Il s’agit de Joëlla Mujijima Buhendwa, diplômée de l’Université Catholique de Bukavu, qui a fait de la transformation des déchets un levier de développement local.

Une solution scientifique à un problème urbain
Spécialisée en production végétale, la jeune chercheuse a orienté ses travaux vers l’élevage de la mouche soldat noire, un insecte capable de transformer efficacement les déchets organiques en produits à forte valeur ajoutée.
Face à l’insalubrité croissante et au chômage des jeunes, elle a fondé AstiFerme, une entreprise d’économie circulaire qui produit :
des protéines destinées à l’alimentation animale ;
du frass utilisé comme fertilisant organique ;
de l’huile à usage cosmétique.
Selon l’ACP, cette initiative participe à la réduction du volume des déchets urbains, à la baisse des importations d’intrants agricoles et à la promotion de l’emploi local :
« Nous avons les compétences et la créativité pour transformer nos défis en opportunités durables. Travailler avec les déchets n’est pas honteux, c’est un acte d’amour pour ma communauté », a déclaré Mme Mujijima, citée par l’ACP.
Agriculture, paix et cohésion sociale
Au-delà de l’innovation agricole, l’agronome s’investit également dans des actions communautaires. Elle a notamment servi comme Web Watcher pour l’UNICEF et s’est engagée dans la mobilisation des jeunes filles à Bukavu.

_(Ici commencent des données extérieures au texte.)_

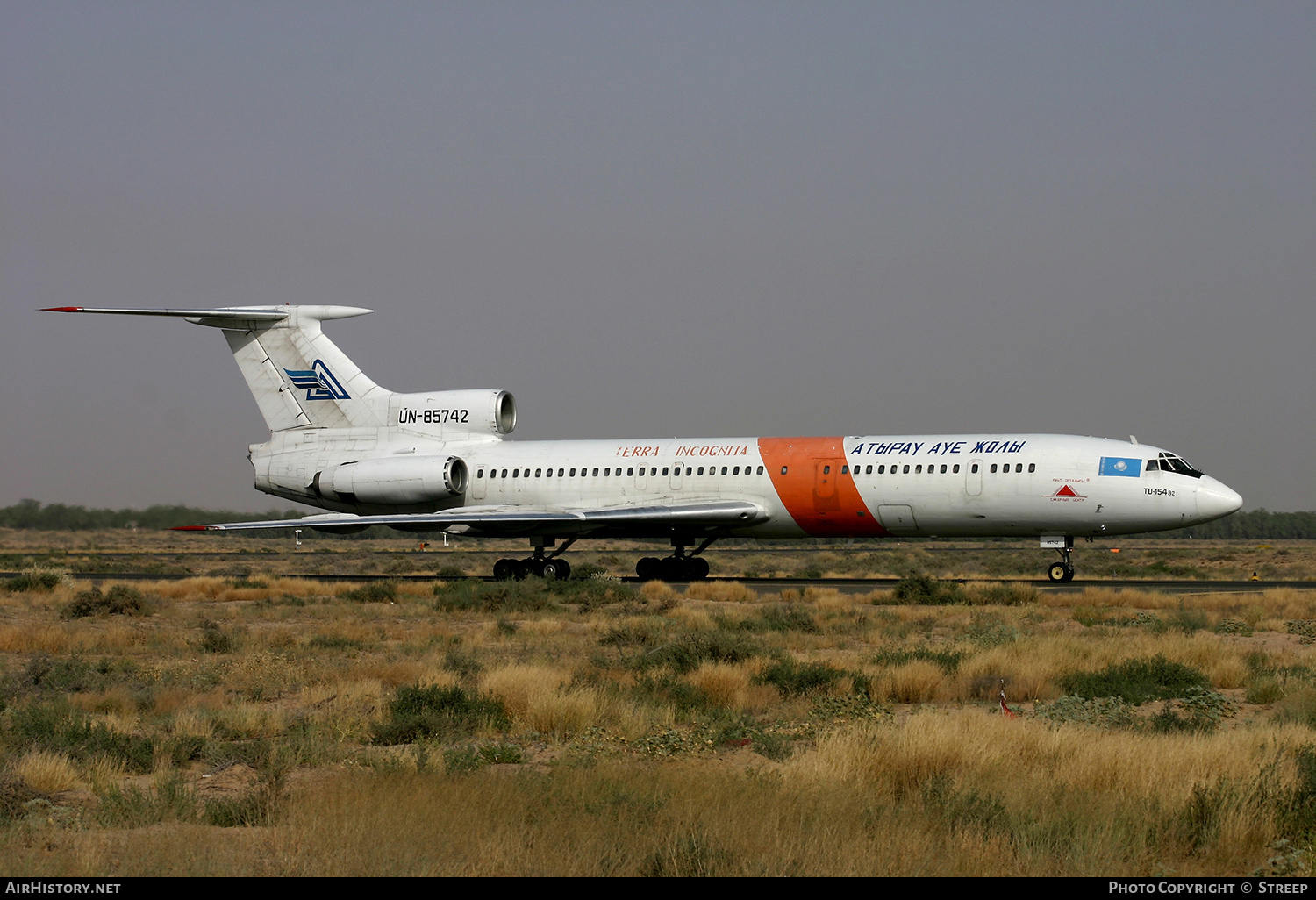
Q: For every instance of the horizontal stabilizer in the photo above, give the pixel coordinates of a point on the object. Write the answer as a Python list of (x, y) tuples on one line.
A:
[(231, 316)]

Élue chargée de la gestion de la paix à Nyalukemba et formée comme ambassadrice de la paix, elle défend une vision de l’agriculture comme outil de cohésion sociale :
« L’agriculture ne se limite pas aux champs. Elle touche à la paix, à la dignité et à l’autonomie des communautés », a-t-elle affirmé, selon les propos recueillis par l’ACP.
Une reconnaissance internationale en 2025
En 2025, Joëlla Mujijima a obtenu un Master en agronomie avec un mémoire consacré à la mouche soldat noire, démontrant la pertinence scientifique de son modèle entrepreneurial.

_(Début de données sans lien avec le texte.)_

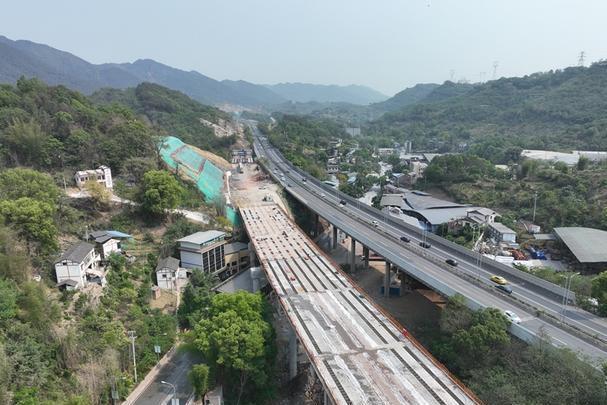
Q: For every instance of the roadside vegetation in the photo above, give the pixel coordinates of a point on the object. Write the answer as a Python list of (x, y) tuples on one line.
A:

La même année, son engagement a été salué à l’international lors du salon AGRITECHNICA en Allemagne, où elle a remporté la première place mondiale du Women in Ag Award, catégorie Farming :
« Cette distinction prouve que les solutions africaines peuvent inspirer le monde entier et encourager davantage de jeunes femmes à se lancer », a-t-elle souligné, toujours selon l’ACP.
À ce jour, la fondatrice d’AstiFerme affirme avoir formé plus de 300 jeunes aux principes de l’agriculture circulaire et à la valorisation des déchets, consolidant ainsi un modèle de développement inclusif et durable.